In the first place, a 5–4 Supreme Court decision counts as a Supreme Court decision. The decision isn’t invalid just because it wasn’t unanimous. So let’s get that ridiculous argument out of the way.
Next, the states do have the right to set up their own rules and regulations regarding marriage — BUT they must do it without discrimination. If they allow white people to marry, they must allow black people to marry. If they allow Christians to marry, they must allow Jews to marry. And if they allow heterosexuals to marry within their sexual orientation, they must allow homosexuals to marry within their sexual orientation.

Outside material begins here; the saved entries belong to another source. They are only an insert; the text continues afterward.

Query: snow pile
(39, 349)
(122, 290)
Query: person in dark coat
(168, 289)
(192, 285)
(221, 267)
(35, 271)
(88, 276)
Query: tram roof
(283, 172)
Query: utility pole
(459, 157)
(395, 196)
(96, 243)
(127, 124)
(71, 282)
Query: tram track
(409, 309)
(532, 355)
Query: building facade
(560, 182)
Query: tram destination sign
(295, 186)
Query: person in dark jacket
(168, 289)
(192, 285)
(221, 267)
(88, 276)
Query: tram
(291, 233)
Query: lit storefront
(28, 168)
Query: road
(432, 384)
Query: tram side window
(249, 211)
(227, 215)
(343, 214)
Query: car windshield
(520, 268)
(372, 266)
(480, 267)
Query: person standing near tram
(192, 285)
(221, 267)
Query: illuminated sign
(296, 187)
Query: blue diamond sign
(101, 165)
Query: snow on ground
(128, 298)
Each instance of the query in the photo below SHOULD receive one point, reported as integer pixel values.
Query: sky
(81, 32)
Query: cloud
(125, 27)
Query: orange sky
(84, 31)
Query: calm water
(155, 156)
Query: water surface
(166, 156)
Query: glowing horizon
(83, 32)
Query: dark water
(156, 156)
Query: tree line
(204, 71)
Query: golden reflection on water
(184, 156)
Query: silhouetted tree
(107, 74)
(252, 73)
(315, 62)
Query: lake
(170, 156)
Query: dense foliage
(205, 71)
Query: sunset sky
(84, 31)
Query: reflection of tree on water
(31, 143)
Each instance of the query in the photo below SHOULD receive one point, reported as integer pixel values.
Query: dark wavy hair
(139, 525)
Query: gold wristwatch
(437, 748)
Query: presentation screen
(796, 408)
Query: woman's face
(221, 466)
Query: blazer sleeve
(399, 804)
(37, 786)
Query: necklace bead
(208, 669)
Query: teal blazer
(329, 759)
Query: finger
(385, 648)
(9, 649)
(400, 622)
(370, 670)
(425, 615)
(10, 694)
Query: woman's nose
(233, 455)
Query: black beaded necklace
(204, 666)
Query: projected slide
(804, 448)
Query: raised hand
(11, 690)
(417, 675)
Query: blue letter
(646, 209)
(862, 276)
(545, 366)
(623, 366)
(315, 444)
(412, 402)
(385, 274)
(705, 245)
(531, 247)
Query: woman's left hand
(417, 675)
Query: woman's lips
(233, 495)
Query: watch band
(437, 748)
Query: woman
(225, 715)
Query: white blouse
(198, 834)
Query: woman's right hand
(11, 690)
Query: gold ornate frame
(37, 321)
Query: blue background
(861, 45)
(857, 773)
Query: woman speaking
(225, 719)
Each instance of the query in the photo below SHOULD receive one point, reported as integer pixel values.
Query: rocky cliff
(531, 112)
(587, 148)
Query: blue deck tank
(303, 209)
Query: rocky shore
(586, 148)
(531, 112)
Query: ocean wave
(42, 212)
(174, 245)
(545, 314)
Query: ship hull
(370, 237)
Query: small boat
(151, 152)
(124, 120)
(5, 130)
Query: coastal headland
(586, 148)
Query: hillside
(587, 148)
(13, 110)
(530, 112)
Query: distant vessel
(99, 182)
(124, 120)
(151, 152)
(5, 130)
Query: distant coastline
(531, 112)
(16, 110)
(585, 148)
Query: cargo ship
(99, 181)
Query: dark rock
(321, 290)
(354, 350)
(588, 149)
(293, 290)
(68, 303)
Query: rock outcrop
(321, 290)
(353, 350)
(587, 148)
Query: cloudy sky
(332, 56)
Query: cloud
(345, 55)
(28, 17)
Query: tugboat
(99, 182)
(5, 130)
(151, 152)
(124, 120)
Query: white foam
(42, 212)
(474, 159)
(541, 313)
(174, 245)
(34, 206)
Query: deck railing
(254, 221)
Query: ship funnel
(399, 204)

States have always created their own rules for marriage. You say that interracial marriages are different from same sex marriages, in that extra wording needs to be added to prevent them. However, for over a century, marriage was defined in a number of states as a man and a woman of the same race. Nothing was “added” — that’s how marriage was defined, until the Loving decision changed that. States have varying rules about the minimum age at which a person may marry with parental consent, and a minimum age at which a person may marry without parental consent, and this varies from state to state. Some states allow one to marry their first cousin, and other states don’t. And as long as these rules apply to everyone equally, they can do this.
If a state decides not to allow anyone to marry at all, they could technically do that, and gays would not be allowed to marry. Of course, neither could straight people. And any state politician supporting a universal marriage ban isn’t going to get re-elected.